Le journal suisse continue un mois plus tard, lors du retour après 4 semaines en Italie dont nous connaissons quelques détails grâce à la correspondance pour sa famille où il se met à disserter sur la différence entre les Anglaises et les Italiennes, à savoir sur leurs façons d’approcher les hommes : Pendant que les premières se laissent séduire par la culture (littérature, musique) d’un inconnu sans insister sur ses qualités physiques, les secondes sont d’abord attirées par la carrure masculine. Quant à évaluer ses propres chances Schumann est bien avisé de ne pas trop harceler les Italiennes, vu que sa silhouette ne risque guère d’ensorceler les dames outre mesure. Mais pour les Anglaises il a un faible, ce dont il tâche de profiter en se donnant comme «Prussien », pour augmenter sa cote.
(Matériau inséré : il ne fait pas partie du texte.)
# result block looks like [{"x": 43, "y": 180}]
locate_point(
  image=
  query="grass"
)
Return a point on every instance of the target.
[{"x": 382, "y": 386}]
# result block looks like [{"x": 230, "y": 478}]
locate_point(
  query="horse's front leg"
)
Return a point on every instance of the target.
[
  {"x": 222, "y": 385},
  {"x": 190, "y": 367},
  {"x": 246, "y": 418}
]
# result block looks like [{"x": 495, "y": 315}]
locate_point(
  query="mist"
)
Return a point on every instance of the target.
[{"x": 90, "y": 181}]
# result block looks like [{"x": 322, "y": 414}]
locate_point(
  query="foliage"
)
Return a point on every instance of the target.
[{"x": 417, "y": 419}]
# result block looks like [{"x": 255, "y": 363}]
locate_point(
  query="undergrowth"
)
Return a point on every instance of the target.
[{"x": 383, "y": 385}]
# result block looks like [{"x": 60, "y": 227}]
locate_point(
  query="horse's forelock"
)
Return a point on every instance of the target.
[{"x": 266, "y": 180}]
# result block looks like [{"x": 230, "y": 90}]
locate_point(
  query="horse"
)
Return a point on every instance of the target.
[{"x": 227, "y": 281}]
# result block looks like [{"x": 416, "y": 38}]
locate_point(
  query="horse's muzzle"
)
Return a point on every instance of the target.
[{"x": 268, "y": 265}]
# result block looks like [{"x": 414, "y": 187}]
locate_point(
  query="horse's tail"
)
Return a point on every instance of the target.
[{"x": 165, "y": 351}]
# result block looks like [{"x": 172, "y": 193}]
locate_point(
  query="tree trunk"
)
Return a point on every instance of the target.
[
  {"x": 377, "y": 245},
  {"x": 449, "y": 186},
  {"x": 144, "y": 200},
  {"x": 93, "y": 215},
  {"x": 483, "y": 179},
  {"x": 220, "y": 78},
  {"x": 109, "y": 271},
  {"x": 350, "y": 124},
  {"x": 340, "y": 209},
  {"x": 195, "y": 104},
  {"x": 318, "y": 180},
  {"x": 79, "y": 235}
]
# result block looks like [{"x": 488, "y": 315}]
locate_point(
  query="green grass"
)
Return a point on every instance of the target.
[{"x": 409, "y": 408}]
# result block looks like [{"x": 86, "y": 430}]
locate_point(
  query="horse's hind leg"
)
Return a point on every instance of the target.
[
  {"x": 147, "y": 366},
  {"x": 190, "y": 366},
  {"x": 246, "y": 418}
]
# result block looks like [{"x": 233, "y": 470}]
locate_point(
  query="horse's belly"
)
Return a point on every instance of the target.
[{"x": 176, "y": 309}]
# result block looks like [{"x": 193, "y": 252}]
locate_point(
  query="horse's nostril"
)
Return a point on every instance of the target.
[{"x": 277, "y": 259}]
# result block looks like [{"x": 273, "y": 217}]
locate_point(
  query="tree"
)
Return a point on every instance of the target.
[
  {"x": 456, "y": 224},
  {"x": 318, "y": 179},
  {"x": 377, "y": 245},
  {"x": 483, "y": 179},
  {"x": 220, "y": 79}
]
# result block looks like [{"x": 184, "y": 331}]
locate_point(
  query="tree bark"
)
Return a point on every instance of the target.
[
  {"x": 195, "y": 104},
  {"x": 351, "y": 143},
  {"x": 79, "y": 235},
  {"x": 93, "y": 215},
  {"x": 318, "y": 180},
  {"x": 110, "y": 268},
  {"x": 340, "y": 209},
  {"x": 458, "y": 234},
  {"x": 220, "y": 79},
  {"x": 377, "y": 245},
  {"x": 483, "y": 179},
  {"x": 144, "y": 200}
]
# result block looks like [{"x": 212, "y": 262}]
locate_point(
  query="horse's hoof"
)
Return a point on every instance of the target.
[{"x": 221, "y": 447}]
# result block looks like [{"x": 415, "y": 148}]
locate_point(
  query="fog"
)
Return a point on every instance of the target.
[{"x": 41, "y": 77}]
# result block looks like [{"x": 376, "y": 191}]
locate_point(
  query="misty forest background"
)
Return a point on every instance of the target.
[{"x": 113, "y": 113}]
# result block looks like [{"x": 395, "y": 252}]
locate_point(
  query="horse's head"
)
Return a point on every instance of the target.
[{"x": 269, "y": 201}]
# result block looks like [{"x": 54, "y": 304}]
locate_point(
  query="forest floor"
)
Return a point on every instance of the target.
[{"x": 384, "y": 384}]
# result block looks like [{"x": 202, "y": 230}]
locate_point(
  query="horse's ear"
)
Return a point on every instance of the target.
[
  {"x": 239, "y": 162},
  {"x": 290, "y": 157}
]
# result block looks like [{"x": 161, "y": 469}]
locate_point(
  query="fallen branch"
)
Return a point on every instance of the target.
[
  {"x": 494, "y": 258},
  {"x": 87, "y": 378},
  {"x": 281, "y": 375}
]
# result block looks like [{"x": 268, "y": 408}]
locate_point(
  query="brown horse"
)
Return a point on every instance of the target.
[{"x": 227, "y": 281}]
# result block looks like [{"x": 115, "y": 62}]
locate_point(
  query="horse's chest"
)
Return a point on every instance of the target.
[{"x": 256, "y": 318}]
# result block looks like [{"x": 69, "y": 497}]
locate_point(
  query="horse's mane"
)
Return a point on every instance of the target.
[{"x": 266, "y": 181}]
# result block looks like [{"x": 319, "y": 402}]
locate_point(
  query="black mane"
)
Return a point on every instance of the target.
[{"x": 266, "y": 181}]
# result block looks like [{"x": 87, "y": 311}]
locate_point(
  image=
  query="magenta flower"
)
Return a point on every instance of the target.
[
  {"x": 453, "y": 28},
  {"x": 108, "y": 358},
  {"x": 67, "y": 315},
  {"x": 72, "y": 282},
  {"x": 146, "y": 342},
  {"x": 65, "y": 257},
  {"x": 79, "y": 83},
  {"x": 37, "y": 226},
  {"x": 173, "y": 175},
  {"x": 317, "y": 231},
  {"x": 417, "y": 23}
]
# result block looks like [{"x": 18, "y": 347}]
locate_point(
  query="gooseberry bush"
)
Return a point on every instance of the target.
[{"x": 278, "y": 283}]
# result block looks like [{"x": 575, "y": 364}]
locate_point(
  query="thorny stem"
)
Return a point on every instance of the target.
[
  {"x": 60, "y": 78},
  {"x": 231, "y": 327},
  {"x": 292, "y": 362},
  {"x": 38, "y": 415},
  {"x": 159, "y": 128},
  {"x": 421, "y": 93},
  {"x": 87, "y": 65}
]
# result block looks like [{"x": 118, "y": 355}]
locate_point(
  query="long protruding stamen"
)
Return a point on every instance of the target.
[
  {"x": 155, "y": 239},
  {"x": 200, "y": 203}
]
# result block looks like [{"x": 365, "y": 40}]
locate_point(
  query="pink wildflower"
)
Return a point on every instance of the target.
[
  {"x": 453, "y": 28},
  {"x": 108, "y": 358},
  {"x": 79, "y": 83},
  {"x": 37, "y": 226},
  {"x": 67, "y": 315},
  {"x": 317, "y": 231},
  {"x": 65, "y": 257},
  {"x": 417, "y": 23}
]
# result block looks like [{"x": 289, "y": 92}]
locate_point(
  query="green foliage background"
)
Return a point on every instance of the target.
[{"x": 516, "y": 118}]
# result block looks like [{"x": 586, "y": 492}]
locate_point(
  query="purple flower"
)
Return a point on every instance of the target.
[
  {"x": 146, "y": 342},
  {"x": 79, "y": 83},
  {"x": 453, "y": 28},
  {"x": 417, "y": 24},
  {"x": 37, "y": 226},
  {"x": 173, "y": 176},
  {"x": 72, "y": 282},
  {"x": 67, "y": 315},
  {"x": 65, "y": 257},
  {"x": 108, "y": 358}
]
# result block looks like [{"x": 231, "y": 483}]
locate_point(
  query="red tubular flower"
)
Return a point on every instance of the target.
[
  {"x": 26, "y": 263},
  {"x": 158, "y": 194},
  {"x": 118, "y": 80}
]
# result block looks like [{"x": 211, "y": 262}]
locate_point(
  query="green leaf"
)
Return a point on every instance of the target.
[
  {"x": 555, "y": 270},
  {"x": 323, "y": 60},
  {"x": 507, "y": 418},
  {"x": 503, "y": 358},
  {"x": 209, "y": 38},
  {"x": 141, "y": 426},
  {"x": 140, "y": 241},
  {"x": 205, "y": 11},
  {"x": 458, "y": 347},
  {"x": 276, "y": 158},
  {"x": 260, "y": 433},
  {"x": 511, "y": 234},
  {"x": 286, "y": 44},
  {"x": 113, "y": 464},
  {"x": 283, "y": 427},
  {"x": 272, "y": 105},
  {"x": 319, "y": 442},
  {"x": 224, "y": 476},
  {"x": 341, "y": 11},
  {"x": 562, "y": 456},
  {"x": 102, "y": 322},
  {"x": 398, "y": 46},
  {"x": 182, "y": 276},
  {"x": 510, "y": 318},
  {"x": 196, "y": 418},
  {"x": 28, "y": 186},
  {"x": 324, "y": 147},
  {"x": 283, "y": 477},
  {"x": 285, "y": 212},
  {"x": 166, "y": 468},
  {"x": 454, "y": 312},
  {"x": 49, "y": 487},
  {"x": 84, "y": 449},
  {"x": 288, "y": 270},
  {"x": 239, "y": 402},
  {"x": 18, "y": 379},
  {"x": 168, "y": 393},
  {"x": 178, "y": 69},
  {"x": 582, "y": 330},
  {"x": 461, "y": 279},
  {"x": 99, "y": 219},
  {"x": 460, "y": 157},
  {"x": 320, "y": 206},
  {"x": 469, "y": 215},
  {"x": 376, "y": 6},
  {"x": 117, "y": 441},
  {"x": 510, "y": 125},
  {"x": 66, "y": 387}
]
Schumann 1830 (dom. public)
Le parcours italien le conduit à Milan, à Brescia, à Crémone, à Vérone, à Padoue et à Venise. Son retour en Suisse s’effectue via Chiavenna et le col de Splügen. A Andeer il trouve une auberge vide, un silence angoissant : le fils de l’aubergiste lui dit que son père vient de mourir. Schumann sent le monde autour de lui se rétrécir, il peine à respirer et se croit hanté par l’esprit du défunt. Il prend la fuite, à pied, vers la fameuse « Viamala », le passage d’une route étroite qui surplombe un ravin effrayant avant d’atteindre le village de Thusis.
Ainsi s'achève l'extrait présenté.